What This Means for AI Tools and How Companies Actually Hire

There’s a broader implication here that doesn’t get discussed enough: the rise of AI-native hiring criteria is going to accelerate the development and adoption of AI tools inside companies. If you’re building a team around people who default to AI-assisted workflows, your entire tooling infrastructure needs to support that. That means investments in AI coding assistants, AI writing tools, AI data analysis platforms, and the internal training frameworks to use them well.

This is partly why the question of how to meaningfully integrate AI into business operations has moved from a nice-to-have to a strategic priority in 2026. Companies that build the right AI tooling infrastructure now will be the ones that AI-native graduates actually want to work for because they’ll recognize environments that match how they already think and work.

Anthropic’s own research into which jobs face the highest AI disruption risk adds important context. The roles being automated aren’t just entry-level anymore mid-level and even senior roles in areas like legal research, financial analysis, and software testing are facing pressure. That’s part of why the question of which jobs AI will actually take remains one of the most important questions for any professional right now.

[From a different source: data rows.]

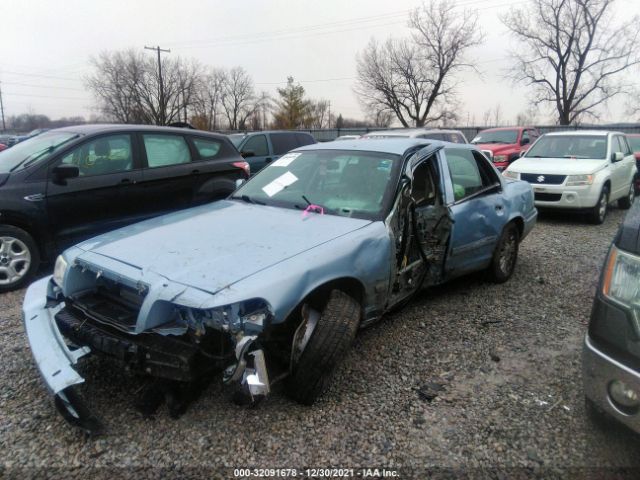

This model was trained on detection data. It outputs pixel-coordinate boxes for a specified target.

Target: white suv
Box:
[503,131,636,224]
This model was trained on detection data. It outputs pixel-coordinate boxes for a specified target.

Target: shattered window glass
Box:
[233,150,401,218]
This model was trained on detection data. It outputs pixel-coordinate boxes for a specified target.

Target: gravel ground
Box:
[0,210,640,478]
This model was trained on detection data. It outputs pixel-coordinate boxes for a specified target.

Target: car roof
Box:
[545,130,623,137]
[229,130,311,137]
[49,123,231,138]
[364,128,462,137]
[295,138,477,155]
[478,125,536,133]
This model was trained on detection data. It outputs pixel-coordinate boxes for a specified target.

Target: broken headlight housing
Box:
[53,255,69,288]
[180,298,272,334]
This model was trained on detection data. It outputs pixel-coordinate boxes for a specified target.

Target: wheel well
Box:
[511,217,524,238]
[0,219,47,261]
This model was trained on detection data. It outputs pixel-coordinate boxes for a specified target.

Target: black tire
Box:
[618,182,636,210]
[488,222,520,283]
[589,185,609,225]
[0,225,40,292]
[584,397,611,428]
[286,290,360,405]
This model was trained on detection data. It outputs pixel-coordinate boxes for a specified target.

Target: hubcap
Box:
[500,232,517,274]
[598,193,608,220]
[0,237,31,285]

What Comes Next and Why Huffman’s Bet Might Be the Right One

Huffman’s stance is a bet on a specific theory: that the most durable competitive advantage in an AI-saturated workforce isn’t human experience, it’s human adaptability and that adaptability is highest in people who never had to adapt in the first place. It’s a counterintuitive argument that takes experience off its traditional pedestal, and replaces it with fluency.

Whether every tech company follows Reddit’s lead remains to be seen. The short-term economics of AI automation are compelling enough that many CFOs will keep pushing for headcount reductions regardless of the long-term talent pipeline risk. But the companies that are thinking five years ahead the ones that need seasoned AI-fluent engineers in 2030 are going to need to start growing them now. And growing them means hiring them the moment they graduate.

The irony of the current moment is that new grads, often framed as the generation most threatened by AI, may actually be the most positioned to benefit from it. Not because AI will create new jobs for them automatically, but because they’re entering the workforce with the one thing their employers increasingly need: a natural relationship with the tools reshaping everything. That’s not nothing. In 2026, that might actually be everything.